I am not sure you set it up right. Did you have a runnable WolframLanguage file so it can compare results? Did you give it H100 / H200 access to compile and then iterate?

My experience is that once you have these two, it does amazing kernel work (Codex-5.4).

▲

acuozzo 4 hours ago | parent [-]

> Did you have a runnable WolframLanguage file so it can compare results?

Yes.

> Did you give it H100 / H200 access to compile and then iterate?

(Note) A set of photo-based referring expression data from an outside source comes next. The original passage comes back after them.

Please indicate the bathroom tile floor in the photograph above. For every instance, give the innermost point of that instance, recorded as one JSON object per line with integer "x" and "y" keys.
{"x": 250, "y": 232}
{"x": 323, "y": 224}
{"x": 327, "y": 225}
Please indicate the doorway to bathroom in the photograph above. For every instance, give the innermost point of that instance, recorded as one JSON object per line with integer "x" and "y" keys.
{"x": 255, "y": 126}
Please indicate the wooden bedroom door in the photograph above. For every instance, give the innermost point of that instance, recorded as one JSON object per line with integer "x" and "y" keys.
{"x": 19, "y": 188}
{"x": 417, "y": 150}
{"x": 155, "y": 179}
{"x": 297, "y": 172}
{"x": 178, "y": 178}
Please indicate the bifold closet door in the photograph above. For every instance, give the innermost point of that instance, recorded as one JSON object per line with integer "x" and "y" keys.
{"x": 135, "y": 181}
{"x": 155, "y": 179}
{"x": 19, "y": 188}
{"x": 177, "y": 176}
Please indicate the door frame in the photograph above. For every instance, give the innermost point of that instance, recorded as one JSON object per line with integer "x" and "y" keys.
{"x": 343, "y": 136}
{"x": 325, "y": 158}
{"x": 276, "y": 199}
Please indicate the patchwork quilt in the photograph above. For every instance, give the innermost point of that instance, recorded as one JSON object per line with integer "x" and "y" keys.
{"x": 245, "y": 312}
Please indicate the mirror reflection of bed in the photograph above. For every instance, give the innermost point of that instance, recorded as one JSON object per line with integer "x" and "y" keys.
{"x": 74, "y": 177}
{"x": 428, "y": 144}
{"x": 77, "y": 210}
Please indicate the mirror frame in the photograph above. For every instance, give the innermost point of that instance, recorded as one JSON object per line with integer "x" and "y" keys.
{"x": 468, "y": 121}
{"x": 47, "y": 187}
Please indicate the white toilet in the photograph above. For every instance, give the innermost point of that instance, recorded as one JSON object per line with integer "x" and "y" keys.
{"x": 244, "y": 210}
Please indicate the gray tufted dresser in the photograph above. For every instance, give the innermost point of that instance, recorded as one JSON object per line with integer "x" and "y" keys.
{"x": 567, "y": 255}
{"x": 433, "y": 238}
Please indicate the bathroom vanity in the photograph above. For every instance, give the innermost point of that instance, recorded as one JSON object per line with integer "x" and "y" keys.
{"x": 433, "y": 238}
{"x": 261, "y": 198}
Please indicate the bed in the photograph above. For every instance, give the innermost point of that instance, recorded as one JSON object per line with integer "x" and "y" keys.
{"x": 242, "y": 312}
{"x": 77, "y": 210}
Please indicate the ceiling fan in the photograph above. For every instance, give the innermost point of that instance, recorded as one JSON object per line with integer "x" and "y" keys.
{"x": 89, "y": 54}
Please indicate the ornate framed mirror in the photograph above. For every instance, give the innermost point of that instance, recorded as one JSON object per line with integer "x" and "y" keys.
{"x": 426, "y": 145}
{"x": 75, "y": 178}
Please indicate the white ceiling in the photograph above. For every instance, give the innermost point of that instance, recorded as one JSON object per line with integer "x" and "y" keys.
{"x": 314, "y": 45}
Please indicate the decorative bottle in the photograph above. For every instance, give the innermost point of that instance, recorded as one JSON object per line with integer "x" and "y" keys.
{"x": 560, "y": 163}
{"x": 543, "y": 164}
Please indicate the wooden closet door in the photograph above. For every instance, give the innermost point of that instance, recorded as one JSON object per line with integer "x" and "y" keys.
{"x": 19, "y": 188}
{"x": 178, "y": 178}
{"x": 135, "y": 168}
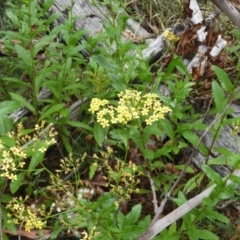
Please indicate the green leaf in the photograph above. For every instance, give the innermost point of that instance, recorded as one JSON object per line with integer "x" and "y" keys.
{"x": 122, "y": 135}
{"x": 191, "y": 137}
{"x": 16, "y": 184}
{"x": 193, "y": 182}
{"x": 214, "y": 215}
{"x": 133, "y": 215}
{"x": 6, "y": 198}
{"x": 212, "y": 175}
{"x": 219, "y": 96}
{"x": 23, "y": 101}
{"x": 13, "y": 17}
{"x": 66, "y": 143}
{"x": 24, "y": 55}
{"x": 117, "y": 81}
{"x": 36, "y": 158}
{"x": 223, "y": 78}
{"x": 5, "y": 124}
{"x": 120, "y": 219}
{"x": 167, "y": 127}
{"x": 98, "y": 133}
{"x": 93, "y": 168}
{"x": 7, "y": 141}
{"x": 79, "y": 125}
{"x": 205, "y": 234}
{"x": 53, "y": 109}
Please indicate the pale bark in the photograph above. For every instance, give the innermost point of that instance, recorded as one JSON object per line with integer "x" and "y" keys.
{"x": 227, "y": 8}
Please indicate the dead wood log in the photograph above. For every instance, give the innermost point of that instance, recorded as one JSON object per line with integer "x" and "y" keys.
{"x": 227, "y": 8}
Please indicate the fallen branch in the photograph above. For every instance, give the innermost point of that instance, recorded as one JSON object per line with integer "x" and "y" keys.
{"x": 180, "y": 211}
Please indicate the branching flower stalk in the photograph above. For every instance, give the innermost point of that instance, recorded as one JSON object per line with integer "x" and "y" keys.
{"x": 131, "y": 106}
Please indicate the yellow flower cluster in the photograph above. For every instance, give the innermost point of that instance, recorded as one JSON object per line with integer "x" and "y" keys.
{"x": 131, "y": 105}
{"x": 12, "y": 158}
{"x": 170, "y": 36}
{"x": 29, "y": 216}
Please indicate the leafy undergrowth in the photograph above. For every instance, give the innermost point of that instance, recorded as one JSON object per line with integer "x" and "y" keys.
{"x": 100, "y": 173}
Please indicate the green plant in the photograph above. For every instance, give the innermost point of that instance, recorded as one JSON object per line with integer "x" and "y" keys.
{"x": 128, "y": 143}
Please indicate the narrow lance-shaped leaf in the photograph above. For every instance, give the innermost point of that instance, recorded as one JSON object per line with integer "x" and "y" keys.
{"x": 219, "y": 96}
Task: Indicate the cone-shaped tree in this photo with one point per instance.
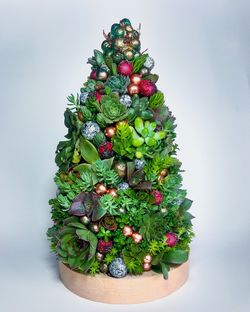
(120, 208)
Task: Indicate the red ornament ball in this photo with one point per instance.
(158, 197)
(125, 68)
(133, 89)
(171, 239)
(135, 78)
(147, 88)
(93, 75)
(104, 247)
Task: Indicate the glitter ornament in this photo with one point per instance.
(158, 197)
(133, 89)
(125, 68)
(139, 163)
(90, 129)
(149, 63)
(171, 239)
(85, 219)
(118, 268)
(104, 247)
(126, 100)
(127, 230)
(137, 237)
(94, 227)
(147, 259)
(109, 132)
(135, 78)
(99, 256)
(112, 192)
(100, 189)
(146, 266)
(83, 97)
(147, 88)
(123, 186)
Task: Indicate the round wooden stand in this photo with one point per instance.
(130, 289)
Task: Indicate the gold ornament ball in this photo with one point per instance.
(128, 54)
(121, 169)
(146, 266)
(112, 192)
(147, 259)
(94, 227)
(119, 43)
(99, 256)
(133, 89)
(85, 219)
(100, 189)
(127, 230)
(135, 79)
(137, 237)
(109, 132)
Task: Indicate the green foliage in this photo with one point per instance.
(118, 83)
(138, 62)
(105, 174)
(156, 100)
(112, 109)
(122, 141)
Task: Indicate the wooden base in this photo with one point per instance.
(130, 289)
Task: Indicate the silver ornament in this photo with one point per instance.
(149, 63)
(139, 163)
(118, 268)
(123, 186)
(126, 100)
(90, 129)
(83, 97)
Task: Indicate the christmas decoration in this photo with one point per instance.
(137, 237)
(158, 197)
(147, 88)
(120, 208)
(109, 132)
(104, 247)
(100, 189)
(117, 268)
(127, 230)
(171, 239)
(90, 129)
(125, 68)
(126, 100)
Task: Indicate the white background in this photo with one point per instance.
(202, 53)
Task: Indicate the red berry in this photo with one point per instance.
(147, 87)
(157, 196)
(125, 68)
(93, 75)
(171, 239)
(104, 247)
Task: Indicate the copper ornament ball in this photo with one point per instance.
(137, 237)
(100, 189)
(127, 230)
(135, 79)
(133, 89)
(146, 266)
(109, 132)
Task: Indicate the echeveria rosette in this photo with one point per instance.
(112, 109)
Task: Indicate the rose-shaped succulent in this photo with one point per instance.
(112, 109)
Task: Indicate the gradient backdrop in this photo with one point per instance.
(202, 53)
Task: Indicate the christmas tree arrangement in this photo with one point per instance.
(120, 209)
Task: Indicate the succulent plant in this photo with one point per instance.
(112, 109)
(118, 83)
(87, 204)
(75, 244)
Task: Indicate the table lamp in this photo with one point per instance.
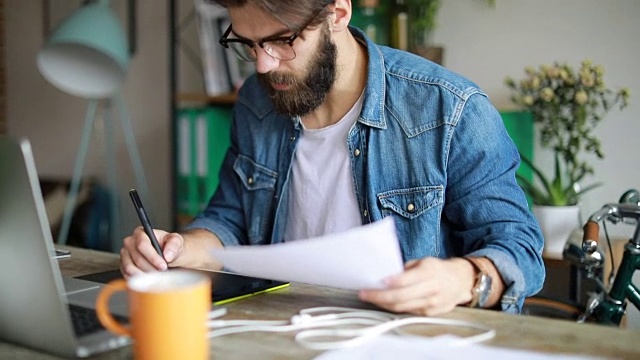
(87, 55)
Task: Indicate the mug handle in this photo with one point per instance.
(102, 307)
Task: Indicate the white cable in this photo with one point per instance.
(368, 324)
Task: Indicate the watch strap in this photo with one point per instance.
(482, 286)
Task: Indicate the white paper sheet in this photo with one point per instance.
(359, 258)
(443, 347)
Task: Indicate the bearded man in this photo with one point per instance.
(334, 132)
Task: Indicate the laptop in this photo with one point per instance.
(37, 302)
(40, 308)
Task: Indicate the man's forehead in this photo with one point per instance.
(252, 23)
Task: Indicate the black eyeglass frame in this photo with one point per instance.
(224, 40)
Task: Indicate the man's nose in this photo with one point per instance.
(265, 62)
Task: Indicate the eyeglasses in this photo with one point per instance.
(278, 47)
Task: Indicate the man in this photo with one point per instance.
(335, 132)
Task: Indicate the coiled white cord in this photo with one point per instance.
(332, 322)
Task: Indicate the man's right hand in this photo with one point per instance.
(138, 255)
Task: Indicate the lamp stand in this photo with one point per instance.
(109, 137)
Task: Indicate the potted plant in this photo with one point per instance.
(567, 105)
(422, 22)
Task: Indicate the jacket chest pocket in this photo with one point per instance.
(257, 189)
(417, 213)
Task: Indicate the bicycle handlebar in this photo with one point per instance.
(614, 213)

Yes via Lambda.ai. Also, FWIW, I run claude with --dangerously-skip-permissions and codex with the equivalent flag.

> it does amazing kernel work (Codex-5.4)

Specifically with WGMMA + TMA?

---

Once TMA gets involved both Claude and Codex spin endlessly until they dump TMA for a slower fallback.

I've observed this with Claude-Code having Opus 4.6 reasoning set to medium, high, and max; "adaptive thinking" enabled and disabled; and I've made sure to max-out thinking tokens.

I've also observed this with Codex GPT-5.4 in addition to GPT-5.3-Codex with reasoning efforts from medium to xhigh.

---

I've also observed this on the web, as mentioned in my OP, with GPT-5.4pro (Extended Pro), Gemini3-DeepThink, and Opus 4.6.

	▲	liuliu an hour ago \| parent [-]
		That is informative, thanks! Yes, I observe the same thing as the model tends to give up (like you said, "dump TMA for a slower fallback") and needs active steering to get good results. But it indeed works further than one-shot from Chat interface and knows much more about profiling / kernel coding than these.